Artezio has developed a system called Sea-ART to solve the problem of advanced information search in the global network. It helps to handle the following tasks:
1. It enables a user to form flexible queries, wherein the following can be used as input information:
- a text row
- a formatted text
- a file
- a link to a resource with the contents similar to the required
2. It allows carrying out trainings of search campaigns: a user sorting out intermediary search results in a manual mode can specify subjective relevance of each found result to improve its quality at each subsequent search iteration.
3. It makes it possible to operate search campaigns including:
- view of history search results (cached copy of the result)
- view of direct links to the found sources
- simultaneous running of several campaigns
- classification of search results including elimination of undesirable categories
4. It contains a notification on location of the required information.
The core of the system is a search platform Apache Solr. In particular, the modified under the project needs Bayesian algorithm of text classification, which proved to be one of the best probabilistic methods of comparison of any data files including texts. A search mechanism gets a draft information flow on the first step:
- Google search results
- Corporate e-mail communications
- Social network news feed
- Other issues
At the subsequent stages, objects of input information flow are compared with the ones determined as samples, thereby a relevance level is figured out. Finally, a user gets much more relevant search results as compared with those suggested by search systems on default.

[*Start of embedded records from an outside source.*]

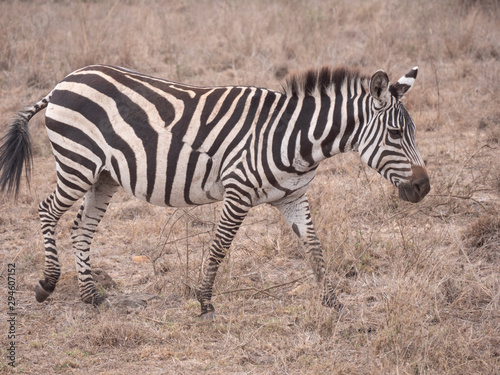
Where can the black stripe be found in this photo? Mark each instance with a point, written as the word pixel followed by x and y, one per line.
pixel 134 116
pixel 96 115
pixel 327 144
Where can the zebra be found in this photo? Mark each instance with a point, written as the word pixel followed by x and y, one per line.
pixel 173 144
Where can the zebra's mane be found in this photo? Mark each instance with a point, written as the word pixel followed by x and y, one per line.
pixel 323 80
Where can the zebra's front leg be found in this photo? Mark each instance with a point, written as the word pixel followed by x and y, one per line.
pixel 298 216
pixel 234 211
pixel 94 206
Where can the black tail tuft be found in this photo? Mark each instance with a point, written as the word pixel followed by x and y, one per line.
pixel 15 152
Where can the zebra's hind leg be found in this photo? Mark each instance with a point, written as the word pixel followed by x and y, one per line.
pixel 94 206
pixel 50 210
pixel 297 214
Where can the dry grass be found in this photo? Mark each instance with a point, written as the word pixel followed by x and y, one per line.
pixel 420 282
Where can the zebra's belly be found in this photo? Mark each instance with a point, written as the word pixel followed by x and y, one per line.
pixel 190 179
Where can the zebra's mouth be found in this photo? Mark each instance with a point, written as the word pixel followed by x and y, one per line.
pixel 418 187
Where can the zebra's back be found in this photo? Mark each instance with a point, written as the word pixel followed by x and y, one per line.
pixel 164 142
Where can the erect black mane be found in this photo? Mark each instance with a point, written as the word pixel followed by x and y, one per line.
pixel 322 79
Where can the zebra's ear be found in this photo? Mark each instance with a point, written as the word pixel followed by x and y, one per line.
pixel 379 85
pixel 404 84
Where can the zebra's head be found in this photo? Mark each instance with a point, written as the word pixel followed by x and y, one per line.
pixel 387 142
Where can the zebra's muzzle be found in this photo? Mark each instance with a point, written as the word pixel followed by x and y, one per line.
pixel 417 188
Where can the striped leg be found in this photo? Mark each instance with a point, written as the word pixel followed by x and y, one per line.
pixel 297 214
pixel 50 210
pixel 94 206
pixel 234 211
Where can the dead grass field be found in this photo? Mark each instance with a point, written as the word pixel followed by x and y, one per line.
pixel 420 282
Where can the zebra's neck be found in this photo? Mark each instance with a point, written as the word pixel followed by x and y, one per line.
pixel 322 125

The Sea-ART architecture allows delivering system both as a separate and independent solution and integration with external systems (up to integration as a component into Java-based systems).

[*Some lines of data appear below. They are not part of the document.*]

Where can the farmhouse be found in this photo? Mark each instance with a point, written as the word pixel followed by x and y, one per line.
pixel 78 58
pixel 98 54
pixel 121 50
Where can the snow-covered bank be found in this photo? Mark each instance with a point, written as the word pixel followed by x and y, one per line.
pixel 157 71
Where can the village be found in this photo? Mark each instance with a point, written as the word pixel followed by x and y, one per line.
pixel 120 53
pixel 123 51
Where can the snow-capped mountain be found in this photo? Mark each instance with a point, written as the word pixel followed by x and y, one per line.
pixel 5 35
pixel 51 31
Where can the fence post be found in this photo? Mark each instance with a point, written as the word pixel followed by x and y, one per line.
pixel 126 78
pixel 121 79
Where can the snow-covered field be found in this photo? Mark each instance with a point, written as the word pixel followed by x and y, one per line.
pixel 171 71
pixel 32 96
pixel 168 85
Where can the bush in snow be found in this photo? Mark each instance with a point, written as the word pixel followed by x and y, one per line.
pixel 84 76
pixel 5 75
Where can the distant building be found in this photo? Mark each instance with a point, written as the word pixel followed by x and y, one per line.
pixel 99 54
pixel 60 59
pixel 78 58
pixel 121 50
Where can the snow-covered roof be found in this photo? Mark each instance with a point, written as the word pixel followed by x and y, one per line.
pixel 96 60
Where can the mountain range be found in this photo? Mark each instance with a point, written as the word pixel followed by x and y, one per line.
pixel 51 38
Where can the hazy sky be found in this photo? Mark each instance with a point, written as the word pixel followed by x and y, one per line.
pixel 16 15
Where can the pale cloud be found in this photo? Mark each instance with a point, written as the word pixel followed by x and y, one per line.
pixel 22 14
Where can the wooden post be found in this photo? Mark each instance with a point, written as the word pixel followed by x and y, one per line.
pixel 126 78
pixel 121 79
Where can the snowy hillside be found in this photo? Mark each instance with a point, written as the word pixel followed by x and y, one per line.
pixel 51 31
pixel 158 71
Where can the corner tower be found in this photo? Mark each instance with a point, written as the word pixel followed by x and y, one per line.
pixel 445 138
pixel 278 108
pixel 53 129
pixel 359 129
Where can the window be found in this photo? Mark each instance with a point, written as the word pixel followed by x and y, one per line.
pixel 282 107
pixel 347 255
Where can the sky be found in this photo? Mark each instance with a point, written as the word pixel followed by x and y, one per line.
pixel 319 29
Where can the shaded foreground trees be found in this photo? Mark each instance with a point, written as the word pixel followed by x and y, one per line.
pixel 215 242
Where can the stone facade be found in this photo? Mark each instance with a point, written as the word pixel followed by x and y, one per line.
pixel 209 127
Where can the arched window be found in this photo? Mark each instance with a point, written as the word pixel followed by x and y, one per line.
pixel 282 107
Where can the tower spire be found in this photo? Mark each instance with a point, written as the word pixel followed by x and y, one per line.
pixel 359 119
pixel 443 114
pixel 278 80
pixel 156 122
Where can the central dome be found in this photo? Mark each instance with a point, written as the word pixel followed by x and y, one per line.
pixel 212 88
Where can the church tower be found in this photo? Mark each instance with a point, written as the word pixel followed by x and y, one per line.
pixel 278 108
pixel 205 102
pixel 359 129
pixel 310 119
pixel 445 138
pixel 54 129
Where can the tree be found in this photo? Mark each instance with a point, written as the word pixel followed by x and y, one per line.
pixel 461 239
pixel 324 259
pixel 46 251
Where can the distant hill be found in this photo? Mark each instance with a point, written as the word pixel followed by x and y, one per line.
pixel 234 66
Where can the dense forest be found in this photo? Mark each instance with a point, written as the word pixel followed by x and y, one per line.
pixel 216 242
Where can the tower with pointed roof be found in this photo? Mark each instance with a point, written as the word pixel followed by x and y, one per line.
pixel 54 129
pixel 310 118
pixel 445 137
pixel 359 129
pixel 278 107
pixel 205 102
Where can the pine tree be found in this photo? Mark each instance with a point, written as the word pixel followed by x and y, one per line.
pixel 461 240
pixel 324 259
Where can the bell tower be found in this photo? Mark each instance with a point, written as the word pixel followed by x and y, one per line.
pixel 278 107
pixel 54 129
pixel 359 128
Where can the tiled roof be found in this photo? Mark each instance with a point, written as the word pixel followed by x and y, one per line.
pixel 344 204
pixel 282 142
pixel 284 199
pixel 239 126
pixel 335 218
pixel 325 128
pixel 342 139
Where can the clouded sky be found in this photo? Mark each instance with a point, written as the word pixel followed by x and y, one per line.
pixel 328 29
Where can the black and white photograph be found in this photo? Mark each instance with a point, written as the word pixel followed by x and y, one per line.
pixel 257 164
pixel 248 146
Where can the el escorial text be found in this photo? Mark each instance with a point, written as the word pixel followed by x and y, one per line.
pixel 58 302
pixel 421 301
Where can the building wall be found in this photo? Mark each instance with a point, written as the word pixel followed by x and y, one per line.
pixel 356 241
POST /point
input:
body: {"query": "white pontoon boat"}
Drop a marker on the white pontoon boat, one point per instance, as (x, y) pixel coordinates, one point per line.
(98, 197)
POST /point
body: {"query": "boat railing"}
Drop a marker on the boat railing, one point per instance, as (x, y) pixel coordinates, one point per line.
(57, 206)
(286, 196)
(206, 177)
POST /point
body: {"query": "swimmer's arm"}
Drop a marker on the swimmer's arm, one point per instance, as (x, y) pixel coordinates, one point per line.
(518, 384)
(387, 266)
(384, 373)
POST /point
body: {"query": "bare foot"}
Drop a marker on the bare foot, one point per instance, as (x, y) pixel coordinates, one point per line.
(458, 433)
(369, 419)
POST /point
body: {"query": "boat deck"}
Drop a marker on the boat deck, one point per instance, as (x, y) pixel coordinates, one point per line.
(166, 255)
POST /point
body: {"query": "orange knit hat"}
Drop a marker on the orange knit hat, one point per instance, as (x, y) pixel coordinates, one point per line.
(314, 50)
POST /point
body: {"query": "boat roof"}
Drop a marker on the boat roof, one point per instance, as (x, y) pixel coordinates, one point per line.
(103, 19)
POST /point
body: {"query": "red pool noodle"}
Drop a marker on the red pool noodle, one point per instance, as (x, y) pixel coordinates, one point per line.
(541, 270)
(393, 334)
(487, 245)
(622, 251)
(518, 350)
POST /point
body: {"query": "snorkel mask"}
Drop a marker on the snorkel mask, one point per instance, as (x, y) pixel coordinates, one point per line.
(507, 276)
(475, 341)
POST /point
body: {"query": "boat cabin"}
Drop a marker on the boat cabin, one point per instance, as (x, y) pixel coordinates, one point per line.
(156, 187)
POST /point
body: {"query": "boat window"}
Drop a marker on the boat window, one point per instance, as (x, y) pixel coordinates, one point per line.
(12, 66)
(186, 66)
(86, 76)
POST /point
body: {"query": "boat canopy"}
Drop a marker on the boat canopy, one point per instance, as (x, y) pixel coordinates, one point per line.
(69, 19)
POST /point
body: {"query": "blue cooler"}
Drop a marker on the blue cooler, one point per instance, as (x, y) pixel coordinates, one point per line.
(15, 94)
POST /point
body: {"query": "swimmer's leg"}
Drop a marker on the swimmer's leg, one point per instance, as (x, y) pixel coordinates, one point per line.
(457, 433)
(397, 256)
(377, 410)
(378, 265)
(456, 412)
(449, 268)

Moreover, special emphasis should be given to the possibilities of the scaling system. Taking into account the usage of the allocated calculations platform Apache Hadoop, the system is almost insensitive to growth of information volumes subject to analysis. Simple adding hardware (or cloud) resources allows system scaling for any information flow without code changes.
We’re planning further development of the product including:
- creation of separate components focused on information search in narrow information flows (e-mail, social networks, CRM and eDMS systems)
- clusterization of documents, i.e. splitting of a set of documents into previously unknown, automatically defined topics.